Afinal todos, pais e irmãos, uniram vontades e permitiram que o garoto franzino se libertasse daquele desterro e fosse aprender, mais e mais, para um dia mais tarde não ter que continuar a dormir com as ovelhas ao relento ou na corte das vacas, numa tarimba abafada.
Eles mereciam e merecem toda a minha gratidão.
Do lado esquerdo surgia o imenso mar que só em pensamentos o conhecia.
Tudo era lindo, tudo encantava.
A estação das Devesas já ficava para traz e eis que surge, imponente, a ponte D. Maria
Quase que parecia dormir, tal era a lentidão com que estava a atravessar a ponte em direcção ao Porto. Olhava para o Douro, a ponte D. Luis, a ponte da Arrábida, o Palácio Cristal e, pensava:
- Sou tão pequenino.
O meu Carvalhal é tão pequenino.
A Ribeira das Cabras, mesmo em tempo de cheia, é tão pequenina.
E eu que achava a cidade de Pinhel tão grande...
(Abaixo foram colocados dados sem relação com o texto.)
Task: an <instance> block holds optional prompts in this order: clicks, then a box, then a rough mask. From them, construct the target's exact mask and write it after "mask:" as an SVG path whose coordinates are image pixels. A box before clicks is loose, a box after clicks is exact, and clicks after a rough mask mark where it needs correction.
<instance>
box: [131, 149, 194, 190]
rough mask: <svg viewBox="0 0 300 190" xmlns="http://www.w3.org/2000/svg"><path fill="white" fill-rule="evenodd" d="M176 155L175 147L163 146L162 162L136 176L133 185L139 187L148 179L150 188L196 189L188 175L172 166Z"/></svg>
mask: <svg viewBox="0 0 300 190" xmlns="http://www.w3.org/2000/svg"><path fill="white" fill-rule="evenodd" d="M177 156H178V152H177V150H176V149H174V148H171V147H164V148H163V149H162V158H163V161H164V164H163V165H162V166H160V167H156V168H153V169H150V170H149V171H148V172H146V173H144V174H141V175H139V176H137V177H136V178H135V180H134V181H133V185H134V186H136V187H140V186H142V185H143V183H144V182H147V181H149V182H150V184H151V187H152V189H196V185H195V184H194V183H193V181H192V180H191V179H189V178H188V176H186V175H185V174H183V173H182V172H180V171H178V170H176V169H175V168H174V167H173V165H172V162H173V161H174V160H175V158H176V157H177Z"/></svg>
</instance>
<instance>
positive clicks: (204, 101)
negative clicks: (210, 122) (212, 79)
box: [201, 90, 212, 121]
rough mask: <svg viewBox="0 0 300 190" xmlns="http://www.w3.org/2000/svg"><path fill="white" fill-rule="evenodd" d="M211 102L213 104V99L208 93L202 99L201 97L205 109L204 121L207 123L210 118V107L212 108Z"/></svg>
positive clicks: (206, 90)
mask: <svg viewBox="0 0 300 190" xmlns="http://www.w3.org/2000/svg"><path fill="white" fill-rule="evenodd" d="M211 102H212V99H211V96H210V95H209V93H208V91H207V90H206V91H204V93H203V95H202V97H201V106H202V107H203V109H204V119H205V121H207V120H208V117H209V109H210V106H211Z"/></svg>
Depois de ter parado uns minutos em Campanhã, entra no escuro do túnel para, passado pouco tempo, se quedar finalmente na estação de S. Bento.
- Chegámos, disse ela.
E ainda mal tínhamos descido as escadas e já se aproximava de nós o António Gil que sempre sorridente e galhofeiro nos deu um grande abraço.
Transpusemos as portas da estação e vi um mundo de outro mundo. Os carros, os eléctricos, os autocarros, peões correndo pelas ruas.
Onde me vim meter, pensava eu com os meus botões e, já o António Gil me puxava pela mão para subir para o autocarro.
Depressa chegámos à rua da Boavista, calcorreamos o passeio da R. Barão de Forrester, franqueámos um enorme portão e em frente surgiu um grande largo com muitas garagens, tendo no seu lado esquerdo uma casinha, pequena, mas acolhedora. Ali estava a Maria Adelaide e o seu bébé Joaquim Gil, hoje mais conhecido pelo tripeiro e fanático do F.C.P.
Ela, que me acompanhou na viagem, jovem bonita, que já a algum tempo vivia no Porto aprendendo as artes de cabeleireira, era a Maria Amélia do António João, que tendo estado alguns dias no Carvalhal, foi a minha âncora e a minha protectora no caminho para o mundo da civilização.
O destino era o seminário que me esperava dali a dois ou três dias e onde passei três anos.